IN THIS EPISODE

paula’s story

Sleep training, potty training, just the word training, never really sat right with me. In my opinion, you train a dog, not an infant. Maya, my first, “slept” in her bassinet for about six weeks, and I lightly use the word sleep. She wanted to be on me most of the time. Sleeping became more of a family affair until she was six months old because she slept in our bed, and I would switch her from side to side at the all-you-can-drink Paula Milk Buffet. At this point, we had introduced solid foods, and I was told that she no longer needed to be fed at night for nutrition purposes and that if sleep training were something we were considering, now would be the time to do it. Of course, the first thing I did was consult my friends who had done it before me. Most of them swore by it and told me that it’s almost a necessary chapter in the story of motherhood. However, there was one, and there always is one, that never did it and had her reasons, which she explained and made total sense to me. Of course, being human, the person who didn’t think it was a good idea was the one that stuck with me. She had told me that it was selfish, more for the parents than for the child, and that letting your child cry when they need their parents at such a young age was inhumane. I felt torn and conflicted; obviously, I didn’t want to scar my infant for the rest of her life by letting her cry until she fell asleep! It turns out I REALLY knew nothing about it all.

We finally decided that we were going to “sleep train” Maya, and although I know many mothers who have courageously taken it upon themselves, I reached out for support. I didn’t want to do all the reading and research, not because I wasn’t interested in learning about it but because I didn’t have the patience. Or maybe it was because I didn’t trust myself in doing this as a first-time mother with the information I had gathered from the internet. I knew some specialists do this as a profession, and if I was going to put Maya through that, it was better to do it the right way with a guarantee that she would indeed sleep independently. That was my thought process. My husband Matt spoke to some of his colleagues who had older children who were successfully “sleep trained,” so we were referred to specialists with whom we continue to have a very close relationship.

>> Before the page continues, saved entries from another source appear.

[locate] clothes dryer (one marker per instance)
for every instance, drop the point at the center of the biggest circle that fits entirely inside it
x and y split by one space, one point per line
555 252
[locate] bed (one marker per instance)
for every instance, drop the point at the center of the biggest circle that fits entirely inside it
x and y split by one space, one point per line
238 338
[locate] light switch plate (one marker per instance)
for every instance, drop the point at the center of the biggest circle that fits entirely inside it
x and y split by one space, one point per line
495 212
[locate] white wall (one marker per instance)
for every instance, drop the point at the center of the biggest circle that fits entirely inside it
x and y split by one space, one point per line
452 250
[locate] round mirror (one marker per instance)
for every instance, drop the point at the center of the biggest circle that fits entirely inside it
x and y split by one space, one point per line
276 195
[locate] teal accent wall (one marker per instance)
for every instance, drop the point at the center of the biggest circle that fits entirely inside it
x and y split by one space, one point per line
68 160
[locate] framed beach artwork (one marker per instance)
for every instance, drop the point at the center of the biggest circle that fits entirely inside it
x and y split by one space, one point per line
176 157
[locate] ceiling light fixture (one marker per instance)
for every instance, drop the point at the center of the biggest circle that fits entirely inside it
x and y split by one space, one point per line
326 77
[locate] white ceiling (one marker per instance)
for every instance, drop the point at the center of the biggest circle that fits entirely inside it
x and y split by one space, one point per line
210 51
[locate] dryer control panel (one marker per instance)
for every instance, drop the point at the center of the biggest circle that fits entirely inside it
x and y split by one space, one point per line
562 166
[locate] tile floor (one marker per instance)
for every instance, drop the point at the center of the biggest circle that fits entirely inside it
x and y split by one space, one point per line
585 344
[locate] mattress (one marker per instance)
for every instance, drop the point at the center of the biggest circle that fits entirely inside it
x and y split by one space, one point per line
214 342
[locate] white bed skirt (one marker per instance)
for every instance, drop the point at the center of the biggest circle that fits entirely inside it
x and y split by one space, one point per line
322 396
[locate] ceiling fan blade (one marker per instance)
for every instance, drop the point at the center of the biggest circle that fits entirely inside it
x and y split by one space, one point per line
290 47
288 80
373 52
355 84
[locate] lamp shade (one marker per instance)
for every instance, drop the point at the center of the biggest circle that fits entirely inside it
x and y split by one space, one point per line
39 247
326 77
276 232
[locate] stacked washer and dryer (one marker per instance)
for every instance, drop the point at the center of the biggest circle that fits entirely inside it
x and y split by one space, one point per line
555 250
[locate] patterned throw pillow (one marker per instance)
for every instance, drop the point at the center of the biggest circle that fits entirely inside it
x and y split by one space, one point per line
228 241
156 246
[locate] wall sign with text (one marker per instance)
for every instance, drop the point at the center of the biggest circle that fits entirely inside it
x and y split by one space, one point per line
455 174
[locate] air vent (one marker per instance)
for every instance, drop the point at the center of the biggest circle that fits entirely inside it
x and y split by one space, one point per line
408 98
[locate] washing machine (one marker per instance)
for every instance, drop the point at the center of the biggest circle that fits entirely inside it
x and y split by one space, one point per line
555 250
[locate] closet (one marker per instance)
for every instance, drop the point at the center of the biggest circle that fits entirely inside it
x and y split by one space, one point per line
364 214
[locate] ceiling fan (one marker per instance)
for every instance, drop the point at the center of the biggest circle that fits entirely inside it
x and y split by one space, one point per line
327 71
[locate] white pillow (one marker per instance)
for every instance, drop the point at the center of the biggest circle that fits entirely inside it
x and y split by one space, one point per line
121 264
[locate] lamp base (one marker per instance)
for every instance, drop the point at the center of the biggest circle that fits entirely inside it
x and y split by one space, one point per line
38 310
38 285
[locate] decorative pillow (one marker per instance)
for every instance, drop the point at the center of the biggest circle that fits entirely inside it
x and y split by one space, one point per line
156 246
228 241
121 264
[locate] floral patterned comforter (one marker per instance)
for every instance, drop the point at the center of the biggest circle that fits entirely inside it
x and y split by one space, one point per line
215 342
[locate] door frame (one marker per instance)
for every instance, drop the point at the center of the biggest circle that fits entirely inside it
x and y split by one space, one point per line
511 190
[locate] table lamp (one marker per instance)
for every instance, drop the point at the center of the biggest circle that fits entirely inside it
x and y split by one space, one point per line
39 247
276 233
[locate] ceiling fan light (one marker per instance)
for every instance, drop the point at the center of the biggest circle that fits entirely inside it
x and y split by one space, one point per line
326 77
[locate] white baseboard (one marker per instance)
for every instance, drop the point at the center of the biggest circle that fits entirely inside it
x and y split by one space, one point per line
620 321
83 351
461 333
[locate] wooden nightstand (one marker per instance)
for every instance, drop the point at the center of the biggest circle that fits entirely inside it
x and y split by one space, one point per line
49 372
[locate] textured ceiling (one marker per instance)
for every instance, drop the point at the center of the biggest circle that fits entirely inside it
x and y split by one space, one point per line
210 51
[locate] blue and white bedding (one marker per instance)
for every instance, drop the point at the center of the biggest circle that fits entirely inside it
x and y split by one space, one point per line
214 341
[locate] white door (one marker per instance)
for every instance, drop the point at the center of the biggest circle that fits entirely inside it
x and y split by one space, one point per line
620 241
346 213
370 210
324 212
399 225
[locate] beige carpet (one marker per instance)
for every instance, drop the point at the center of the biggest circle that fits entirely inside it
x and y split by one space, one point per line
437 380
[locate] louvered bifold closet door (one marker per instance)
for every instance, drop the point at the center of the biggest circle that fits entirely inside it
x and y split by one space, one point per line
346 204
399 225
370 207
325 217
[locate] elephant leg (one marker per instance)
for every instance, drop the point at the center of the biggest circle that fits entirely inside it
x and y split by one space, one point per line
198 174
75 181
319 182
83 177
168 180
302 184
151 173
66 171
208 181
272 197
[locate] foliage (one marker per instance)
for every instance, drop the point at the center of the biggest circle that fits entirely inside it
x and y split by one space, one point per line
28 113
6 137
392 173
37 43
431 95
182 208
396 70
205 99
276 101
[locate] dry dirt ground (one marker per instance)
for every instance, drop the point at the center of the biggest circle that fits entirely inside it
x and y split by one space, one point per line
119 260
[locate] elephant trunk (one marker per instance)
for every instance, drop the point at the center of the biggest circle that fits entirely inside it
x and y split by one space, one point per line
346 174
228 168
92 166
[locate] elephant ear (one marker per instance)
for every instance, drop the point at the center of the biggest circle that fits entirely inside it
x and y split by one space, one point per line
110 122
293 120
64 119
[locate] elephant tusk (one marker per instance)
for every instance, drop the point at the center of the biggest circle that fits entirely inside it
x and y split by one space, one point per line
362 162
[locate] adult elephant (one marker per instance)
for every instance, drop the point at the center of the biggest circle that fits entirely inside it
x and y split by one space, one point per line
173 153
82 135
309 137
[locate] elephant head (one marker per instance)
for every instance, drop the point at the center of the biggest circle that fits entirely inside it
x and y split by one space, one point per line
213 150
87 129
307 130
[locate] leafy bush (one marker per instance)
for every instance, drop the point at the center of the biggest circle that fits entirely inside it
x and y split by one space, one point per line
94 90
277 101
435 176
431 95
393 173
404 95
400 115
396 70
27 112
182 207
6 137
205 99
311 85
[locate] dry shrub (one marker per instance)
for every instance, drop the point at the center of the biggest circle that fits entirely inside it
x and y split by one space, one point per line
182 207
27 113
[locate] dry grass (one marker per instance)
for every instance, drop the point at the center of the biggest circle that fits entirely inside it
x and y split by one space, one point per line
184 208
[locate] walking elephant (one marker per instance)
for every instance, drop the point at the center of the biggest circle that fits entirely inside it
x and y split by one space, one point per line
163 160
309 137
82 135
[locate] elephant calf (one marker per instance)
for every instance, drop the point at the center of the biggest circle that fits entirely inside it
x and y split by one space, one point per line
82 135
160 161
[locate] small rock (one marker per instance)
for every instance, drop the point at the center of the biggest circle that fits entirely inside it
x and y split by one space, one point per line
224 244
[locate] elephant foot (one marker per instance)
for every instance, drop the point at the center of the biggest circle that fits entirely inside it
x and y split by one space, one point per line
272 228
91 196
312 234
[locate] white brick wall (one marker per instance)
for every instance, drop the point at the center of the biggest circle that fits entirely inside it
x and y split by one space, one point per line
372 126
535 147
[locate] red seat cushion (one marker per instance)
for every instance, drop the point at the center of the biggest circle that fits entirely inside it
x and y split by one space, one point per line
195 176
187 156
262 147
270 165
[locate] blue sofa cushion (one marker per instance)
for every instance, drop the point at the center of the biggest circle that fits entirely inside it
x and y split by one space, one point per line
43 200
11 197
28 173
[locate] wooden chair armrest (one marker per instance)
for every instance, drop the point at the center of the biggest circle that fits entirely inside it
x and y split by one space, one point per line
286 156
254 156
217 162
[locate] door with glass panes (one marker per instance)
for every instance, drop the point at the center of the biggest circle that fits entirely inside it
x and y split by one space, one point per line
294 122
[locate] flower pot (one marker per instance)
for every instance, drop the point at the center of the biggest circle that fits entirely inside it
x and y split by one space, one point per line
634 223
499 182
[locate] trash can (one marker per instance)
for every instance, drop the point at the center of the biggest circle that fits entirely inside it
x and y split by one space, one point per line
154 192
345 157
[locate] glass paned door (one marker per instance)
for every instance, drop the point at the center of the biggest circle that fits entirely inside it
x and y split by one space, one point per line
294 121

What did I learn? That “sleep training” isn’t training at all. It’s teaching my girls the skill to sleep independently, like a muscle that must be developed to work efficiently when sleep cycles terminate. Something we all do on a nightly basis.

Katherine’s story

I had asked Katherine if the notion of sleep training was something that she knew before having children, and she hadn’t. It’s one of those things you discover when it’s “time” and get out of the “newborn stage.” She explains that once that time came, she felt she needed to teach her baby to sleep independently from her. It’s not something she had planned beforehand, but given her situation, she felt like it was a no-brainer. As Katherine tells us, the newborn days, for her, were a mixture of troubleshooting and crisis management. Between nursing and sleeping, she experienced challenges on both fronts and needed to smoothen the cycle to get some much-needed sleep. Katherine goes into more depth on when she began to “sleep train” her girls and explains that her second needed to be taught as early as four months as it was an emergency for her mental health and also the well-being of the household.

Interestingly, Katherine believes that teaching independent sleep is an investment. It is a tool that we give our kids when they are around six months old to prepare them for the future and help them transition from basinet to crib or from our room to their room.

“once they are sleeping their nights, you get your life back…”

Teaching sleep, Katherine mentions, is a constant transition, a constant evolution as our kids grow. By no means is it a one-time thing you do when they are six months old, and you’re done for life. However, since she started, she has felt more confident about the future by building this foundation for her kids and also for herself. Nevertheless, it was not a walk in the park, especially for her second at only four months, as Katherine felt she was still so young and the guilt of needing to “sleep train” her was still very much present.

“How am i doing this to her?…”

After consulting her pediatrician, Katherine got peace of mind and the go-ahead to start “sleep training” from a medical standpoint. Her baby, waking up every forty-five minutes to one hour, needed to be taught to connect her sleep cycles because waking up that often was no longer sustainable. Of course, they would not make her do a marathon, as she describes it, and put her to sleep and expect twelve-hour nights, but connecting four to five hours at her age seemed acceptable.

Throughout our conversation, Katherine repeated something that I myself repeated to myself many times: teaching sleep is not something we are doing to our children but skills we are teaching for our children. Had I known this when I had Maya, I would have spared myself a lot of that guilt I felt in the process.

moral of the story: the gift of sleep looks different in every home.